We asked whether it would be a good idea to use just features to plan the iterations, but Martijn said that in practice, the time used for features often is difficult to estimate. The fixed time schedule gives some sort of rhythm to the project, which especially helps to make sure that there is enough time devoted to testing. The feature list can be used, however, as a priority list, that is why features should be put in the feature tracker, and priorities should be managed there.

To facilitate testing, it would be a good idea to set up a test server. Also, we could make up test protocols that can be followed to test the whole system, and these can be extended each iteration (put them on wiki). Testing then becomes something every person with spare time could do: just go to the program, perform the steps in the test protocol, and report any problems and/or bugs to the bugtracker. Of course, we also have to perform manual testing by the developers and end users (biologists). We could ask the biologists to input the studies they are using for their work just from the published papers, so that if we also have a query possibility, they would have immediate use out of it.

(See for example the WikiPathways test protocol Mvaniersel 15:20, 14 October 2009 (CEST))

We probably will need a release manager who announces releases, test periods and does the actual checkout of a release on the test server. Also, in this case he needs to inform the testers and keep track of their progress as well. Kees already indicated that he is willing to volunteer for this, but only if this is also supported by the NMC programmers.

(A good book that deals with the technical infrastructure for open source projects is Producing Open Source Software, readable online.
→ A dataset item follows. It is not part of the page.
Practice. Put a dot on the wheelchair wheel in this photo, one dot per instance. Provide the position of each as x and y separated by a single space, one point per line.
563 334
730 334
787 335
Mvaniersel 15:20, 14 October 2009 (CEST))

Feature list

We tried to make a rough feature list, based on a proposal that I made earlier after a meeting with Jildau and Jeroen about the NMC study capture tool. A lot of the issues mentioned above came up doing that.

One important point is that we should try to find features that are really useful to biologists, so not only the possibility to input data, but also to get it out. So we should put effort in a solid query interface from the start. Jildau is maintaining a list of queries that biologists want to ask to dbNP. I will ask her to put them on the wiki. It might be a good idea if we tried to structure and prioritize those questions (simplest ones first), so that we can aim in our feature list / iteration planning at making it possible to answer these questions via the study capture query tool.

The feature list is in a separate topic, dbNPFeatures, to make it more accessible.

Target platform / language

Since we want to make a webinterface, we would need to use some kind of web enabled language. NMC is using Grails and we are fine with continuing with that. It is possible to use Java / Hibernate in Grails. That way, we also don't need to make an immediate choice for a specific database (Postgre/MySQL), since Hibernate can deal with most of these.